I have couple of XML files that contain lots of duplicate entries, such as these.
using System.Xml.Linq;
XDocument xDoc = XDocument.Parse(xmlString);
xDoc.Root.Elements("annotation")
.SelectMany(s => s.Elements("image")
.GroupBy(g => g.Attribute("location").Value)
.SelectMany(m => m.Skip(1))).Remove();
If your duplicates are always in this form, then you could do this with a bit of XSLT to remove duplicate nodes. The XSLT for this is:
<xsl:stylesheet version="1.0" xmlns:xsl="http://www.w3.org/1999/XSL/Transform">
<xsl:template match="node()|@*">
<xsl:copy>
<xsl:apply-templates select="node()|@*"/>
</xsl:copy>
</xsl:template>
<xsl:template match="image[@location = preceding-sibling::image/@location]"/>
</xsl:stylesheet>
If it's something that can happen frequently, then it might be worth having that stylesheet loaded into a XslCompiledTransform
instance.
Or you can simply get a list of all duplicate nodes using this XPath:
/annotations/annotation/image[@location = preceding-sibling::image/@location]

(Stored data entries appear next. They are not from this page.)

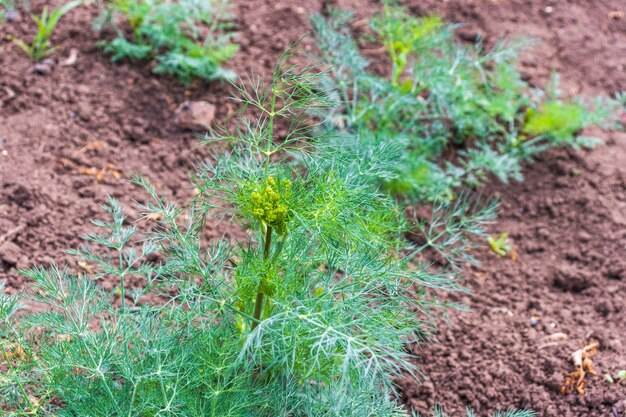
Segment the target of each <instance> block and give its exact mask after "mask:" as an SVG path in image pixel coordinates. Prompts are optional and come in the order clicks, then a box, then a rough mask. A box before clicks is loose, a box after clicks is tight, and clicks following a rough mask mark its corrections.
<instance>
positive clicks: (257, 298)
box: [252, 226, 272, 330]
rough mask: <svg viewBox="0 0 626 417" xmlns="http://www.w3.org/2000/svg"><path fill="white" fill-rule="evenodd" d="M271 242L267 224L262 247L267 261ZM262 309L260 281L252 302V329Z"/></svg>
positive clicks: (261, 299)
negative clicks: (263, 246)
mask: <svg viewBox="0 0 626 417" xmlns="http://www.w3.org/2000/svg"><path fill="white" fill-rule="evenodd" d="M271 244H272V228H271V227H270V226H267V231H266V232H265V246H264V247H263V260H264V261H267V260H268V259H269V257H270V246H271ZM262 311H263V291H262V289H261V283H259V290H258V292H257V294H256V301H255V304H254V316H253V317H254V321H253V322H252V330H254V329H256V326H258V325H259V321H261V313H262Z"/></svg>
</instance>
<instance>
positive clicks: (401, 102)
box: [313, 1, 624, 201]
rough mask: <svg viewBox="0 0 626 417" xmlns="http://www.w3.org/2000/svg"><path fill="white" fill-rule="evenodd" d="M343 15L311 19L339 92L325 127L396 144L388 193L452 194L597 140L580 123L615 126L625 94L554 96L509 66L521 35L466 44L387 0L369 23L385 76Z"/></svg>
mask: <svg viewBox="0 0 626 417" xmlns="http://www.w3.org/2000/svg"><path fill="white" fill-rule="evenodd" d="M350 20H351V16H350V14H348V13H345V12H340V11H338V10H331V11H330V18H328V19H325V18H323V17H321V16H315V17H314V18H313V25H314V28H315V34H316V38H317V42H318V45H319V47H320V50H321V56H320V58H321V60H322V61H323V62H324V63H325V64H329V65H330V68H331V69H330V75H329V77H327V78H326V79H325V80H324V81H323V83H322V86H323V87H324V88H326V89H328V90H329V91H337V92H338V93H337V97H336V99H337V105H336V106H335V107H334V108H332V109H329V111H327V112H326V113H325V120H326V126H327V128H332V129H336V130H337V131H339V132H341V133H342V134H344V135H345V136H350V135H357V134H360V135H364V134H368V135H372V136H374V137H373V138H371V139H370V140H369V141H370V144H371V146H382V145H381V144H384V143H387V144H390V146H401V147H402V148H403V151H402V152H401V153H400V156H399V158H398V159H397V160H396V168H395V173H394V175H391V176H390V177H387V178H382V179H380V182H381V183H382V184H383V185H384V187H386V189H387V191H388V192H390V193H392V194H403V195H407V196H409V197H413V198H414V199H417V200H426V201H431V200H436V199H440V198H447V199H453V198H454V196H455V193H456V190H457V189H458V188H459V187H461V186H464V185H465V186H467V185H469V186H472V187H474V186H479V185H481V184H483V183H484V182H485V180H486V179H487V177H488V176H489V175H494V176H495V177H497V178H498V179H500V180H501V181H508V180H509V179H511V178H512V179H515V180H521V179H522V174H521V167H522V163H523V162H524V161H529V160H531V159H532V157H533V156H534V155H536V154H537V153H539V152H542V151H544V150H546V149H548V148H550V147H555V146H583V145H584V146H587V145H592V144H594V143H597V140H593V139H590V138H584V137H578V136H577V134H578V133H579V131H580V130H581V129H583V128H585V127H587V126H590V125H593V124H598V125H601V126H603V127H610V126H615V125H616V124H617V121H618V118H617V115H616V114H617V112H616V110H617V109H619V107H620V106H622V105H623V102H624V100H623V96H622V97H618V100H610V99H602V98H599V99H596V100H594V101H593V103H591V104H588V103H584V102H583V101H582V100H581V99H575V100H566V99H562V98H560V97H559V95H558V92H557V91H556V89H555V88H552V90H555V91H550V92H549V93H546V92H543V91H540V90H533V89H531V88H530V87H529V86H528V85H527V84H526V82H524V81H523V80H522V78H521V76H520V74H519V72H518V71H517V69H516V65H517V55H518V53H519V51H520V50H522V49H523V48H524V47H526V45H527V44H528V42H518V43H505V42H500V43H498V44H497V45H496V46H495V47H494V48H493V49H491V50H490V51H485V50H483V49H482V47H481V44H480V42H478V43H477V44H476V45H473V46H466V45H463V44H460V43H458V42H457V41H456V40H455V39H454V36H453V35H454V29H455V27H454V26H450V25H445V24H443V23H442V21H441V19H440V18H438V17H434V16H427V17H413V16H411V15H410V13H408V11H407V10H405V9H403V8H401V7H398V6H395V5H394V4H393V2H391V1H385V8H384V14H383V15H381V16H378V17H376V18H374V19H373V20H372V21H371V28H372V31H373V34H374V35H375V38H376V39H377V41H378V42H380V44H381V45H383V46H384V48H385V50H386V52H387V54H388V57H389V61H390V64H391V65H390V67H391V69H390V75H389V76H388V77H384V76H380V75H378V74H377V73H375V72H373V71H370V70H369V69H368V61H367V60H366V59H365V58H364V57H363V56H362V54H361V52H360V50H359V47H358V43H357V40H355V39H354V38H353V37H352V35H351V34H350V33H349V31H348V30H349V29H348V28H349V27H350V25H349V23H350ZM366 132H367V133H366Z"/></svg>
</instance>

and remove them from their parent.
There's a couple of things that you could do here. As well as the other answers so far, you can note that Distinct() has an overload that takes an IEqualityComparer. You could use something like this ProjectionEqualityComparer to do something like this:
var images = xdoc.Descendants("image")
.Distinct(ProjectionEqualityComparer<XElement>.Create(xe => xe.Attributes("location").First().Value))
... which would give you all of the unique "image" elements that have unique location attributes.